On met tout le monde dans le même sac, ici. Ce n’est pas ça le but! Ce n’est pas comme ça qu’on va attaquer le racisme en tant que tel, lance Mme Touré en entrevue.

Mais pour la présidente du Conseil de la communauté noire de Gatineau, cette polémique offre une occasion d'avoir des conversations et de continuer le combat.

Autant il y a beaucoup de gens qui dénoncent, qui ne sont pas d’accord avec l’approche, autant je pense que certains qui ont vécu le racisme de manière très intime trouvent, à travers ce discours, une certaine appartenance. Ça dépend vraiment du vécu des gens, poursuit-elle.

Un argument qu’a repris à son compte le chef du Nouveau Parti démocratique, Jagmeet Singh, pour voler au secours de son député de Hamilton-Centre, Matthew Green, qui, sur Twitter, a salué les propos de M. Attaran.

Je connais bien Matthew Green, c’est quelqu’un qui veut défendre les gens et qui s’oppose au racisme systémique.

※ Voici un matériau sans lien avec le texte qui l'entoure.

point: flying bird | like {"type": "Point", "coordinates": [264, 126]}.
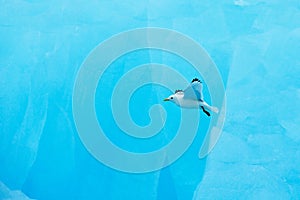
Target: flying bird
{"type": "Point", "coordinates": [192, 97]}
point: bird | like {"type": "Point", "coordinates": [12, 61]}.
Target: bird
{"type": "Point", "coordinates": [192, 97]}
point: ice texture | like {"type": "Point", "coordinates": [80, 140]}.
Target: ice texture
{"type": "Point", "coordinates": [254, 43]}
{"type": "Point", "coordinates": [7, 194]}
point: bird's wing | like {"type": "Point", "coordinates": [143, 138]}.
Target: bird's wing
{"type": "Point", "coordinates": [194, 90]}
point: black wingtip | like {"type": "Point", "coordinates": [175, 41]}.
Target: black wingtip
{"type": "Point", "coordinates": [196, 80]}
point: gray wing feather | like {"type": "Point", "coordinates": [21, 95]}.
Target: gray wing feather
{"type": "Point", "coordinates": [194, 91]}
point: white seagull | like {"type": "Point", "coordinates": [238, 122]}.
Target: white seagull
{"type": "Point", "coordinates": [192, 97]}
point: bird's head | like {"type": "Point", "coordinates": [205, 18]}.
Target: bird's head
{"type": "Point", "coordinates": [173, 98]}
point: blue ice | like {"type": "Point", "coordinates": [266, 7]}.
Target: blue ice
{"type": "Point", "coordinates": [255, 45]}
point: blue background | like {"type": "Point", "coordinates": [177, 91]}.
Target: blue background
{"type": "Point", "coordinates": [255, 45]}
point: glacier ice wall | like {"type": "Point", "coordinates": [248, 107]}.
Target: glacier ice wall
{"type": "Point", "coordinates": [255, 45]}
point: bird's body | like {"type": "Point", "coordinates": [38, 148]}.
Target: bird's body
{"type": "Point", "coordinates": [191, 97]}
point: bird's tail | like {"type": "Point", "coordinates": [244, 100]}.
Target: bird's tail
{"type": "Point", "coordinates": [211, 108]}
{"type": "Point", "coordinates": [214, 109]}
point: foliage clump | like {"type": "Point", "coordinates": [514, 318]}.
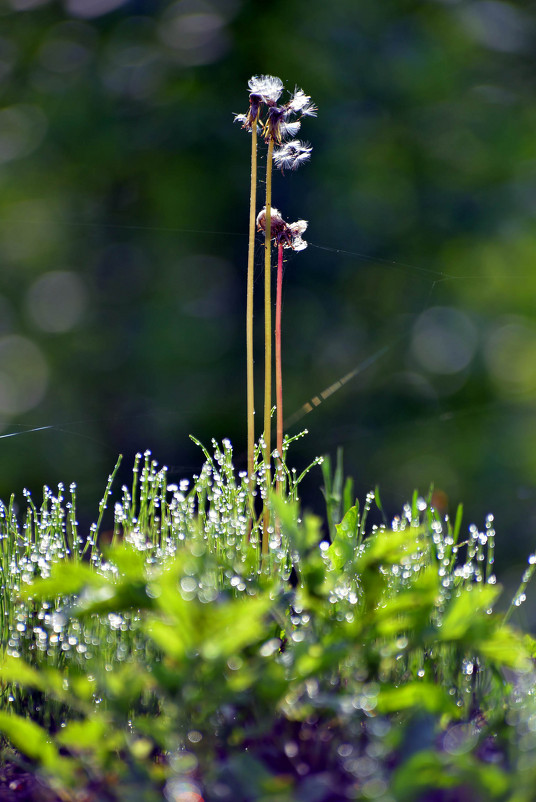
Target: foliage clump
{"type": "Point", "coordinates": [368, 664]}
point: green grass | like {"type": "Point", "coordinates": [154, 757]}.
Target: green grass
{"type": "Point", "coordinates": [367, 665]}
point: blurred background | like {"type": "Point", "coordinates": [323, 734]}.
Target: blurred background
{"type": "Point", "coordinates": [124, 192]}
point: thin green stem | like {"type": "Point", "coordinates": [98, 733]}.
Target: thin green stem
{"type": "Point", "coordinates": [249, 304]}
{"type": "Point", "coordinates": [267, 338]}
{"type": "Point", "coordinates": [278, 370]}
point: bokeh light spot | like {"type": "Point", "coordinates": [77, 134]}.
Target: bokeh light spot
{"type": "Point", "coordinates": [22, 127]}
{"type": "Point", "coordinates": [195, 30]}
{"type": "Point", "coordinates": [56, 301]}
{"type": "Point", "coordinates": [444, 340]}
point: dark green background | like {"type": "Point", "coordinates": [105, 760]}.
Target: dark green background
{"type": "Point", "coordinates": [124, 181]}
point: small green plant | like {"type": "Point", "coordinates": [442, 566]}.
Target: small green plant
{"type": "Point", "coordinates": [365, 662]}
{"type": "Point", "coordinates": [170, 661]}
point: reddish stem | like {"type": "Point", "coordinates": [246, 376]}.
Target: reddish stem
{"type": "Point", "coordinates": [278, 372]}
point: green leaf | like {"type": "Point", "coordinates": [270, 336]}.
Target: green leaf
{"type": "Point", "coordinates": [16, 670]}
{"type": "Point", "coordinates": [84, 735]}
{"type": "Point", "coordinates": [415, 695]}
{"type": "Point", "coordinates": [30, 739]}
{"type": "Point", "coordinates": [505, 647]}
{"type": "Point", "coordinates": [66, 579]}
{"type": "Point", "coordinates": [464, 610]}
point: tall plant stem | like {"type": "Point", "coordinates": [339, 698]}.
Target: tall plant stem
{"type": "Point", "coordinates": [267, 339]}
{"type": "Point", "coordinates": [249, 304]}
{"type": "Point", "coordinates": [278, 370]}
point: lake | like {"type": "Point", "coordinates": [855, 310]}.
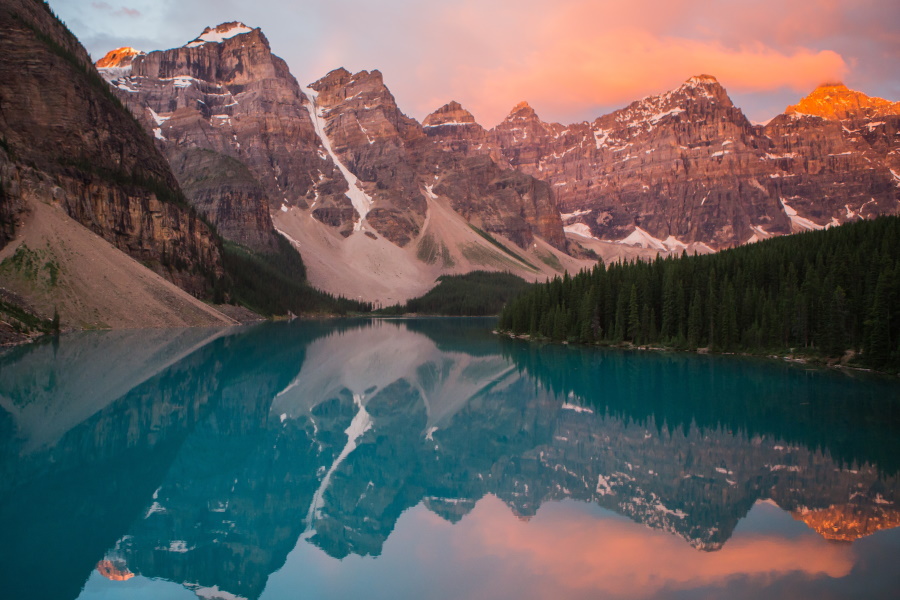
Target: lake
{"type": "Point", "coordinates": [429, 458]}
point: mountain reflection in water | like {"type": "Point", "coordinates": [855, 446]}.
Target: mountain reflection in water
{"type": "Point", "coordinates": [244, 462]}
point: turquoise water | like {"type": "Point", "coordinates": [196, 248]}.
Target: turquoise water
{"type": "Point", "coordinates": [432, 459]}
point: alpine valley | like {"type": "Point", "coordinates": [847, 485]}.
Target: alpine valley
{"type": "Point", "coordinates": [235, 153]}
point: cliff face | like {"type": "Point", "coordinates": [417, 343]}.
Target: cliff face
{"type": "Point", "coordinates": [341, 149]}
{"type": "Point", "coordinates": [226, 92]}
{"type": "Point", "coordinates": [67, 140]}
{"type": "Point", "coordinates": [687, 166]}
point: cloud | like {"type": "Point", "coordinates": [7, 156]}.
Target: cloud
{"type": "Point", "coordinates": [572, 60]}
{"type": "Point", "coordinates": [123, 11]}
{"type": "Point", "coordinates": [573, 553]}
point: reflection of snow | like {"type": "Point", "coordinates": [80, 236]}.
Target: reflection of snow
{"type": "Point", "coordinates": [360, 424]}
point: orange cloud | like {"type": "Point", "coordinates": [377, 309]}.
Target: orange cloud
{"type": "Point", "coordinates": [589, 54]}
{"type": "Point", "coordinates": [571, 554]}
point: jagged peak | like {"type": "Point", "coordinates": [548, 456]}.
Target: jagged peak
{"type": "Point", "coordinates": [835, 101]}
{"type": "Point", "coordinates": [451, 113]}
{"type": "Point", "coordinates": [701, 79]}
{"type": "Point", "coordinates": [522, 110]}
{"type": "Point", "coordinates": [220, 33]}
{"type": "Point", "coordinates": [120, 57]}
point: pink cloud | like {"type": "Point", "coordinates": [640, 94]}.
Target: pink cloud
{"type": "Point", "coordinates": [588, 54]}
{"type": "Point", "coordinates": [567, 555]}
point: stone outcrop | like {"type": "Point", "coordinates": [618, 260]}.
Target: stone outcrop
{"type": "Point", "coordinates": [66, 139]}
{"type": "Point", "coordinates": [341, 149]}
{"type": "Point", "coordinates": [837, 102]}
{"type": "Point", "coordinates": [688, 167]}
{"type": "Point", "coordinates": [226, 92]}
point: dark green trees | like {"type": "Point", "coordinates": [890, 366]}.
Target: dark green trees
{"type": "Point", "coordinates": [821, 292]}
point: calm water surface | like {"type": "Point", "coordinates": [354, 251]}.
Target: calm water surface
{"type": "Point", "coordinates": [430, 459]}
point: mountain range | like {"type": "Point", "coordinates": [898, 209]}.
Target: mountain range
{"type": "Point", "coordinates": [380, 205]}
{"type": "Point", "coordinates": [683, 170]}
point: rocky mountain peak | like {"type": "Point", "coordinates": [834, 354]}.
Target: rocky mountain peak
{"type": "Point", "coordinates": [118, 58]}
{"type": "Point", "coordinates": [219, 33]}
{"type": "Point", "coordinates": [836, 102]}
{"type": "Point", "coordinates": [702, 79]}
{"type": "Point", "coordinates": [522, 110]}
{"type": "Point", "coordinates": [451, 113]}
{"type": "Point", "coordinates": [703, 87]}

C’est quelqu’un qui a vécu la réalité du racisme dans sa vie personnelle. [...] Je pense que c’est important de dire que les personnes racisées, qui ont des expériences personnelles, ont le droit d’exprimer leur réalité et on doit les écouter, a indiqué M. Singh en conférence de presse, tout en insistant sur le fait qu’il est faux de dire que tous les Québécois sont racistes.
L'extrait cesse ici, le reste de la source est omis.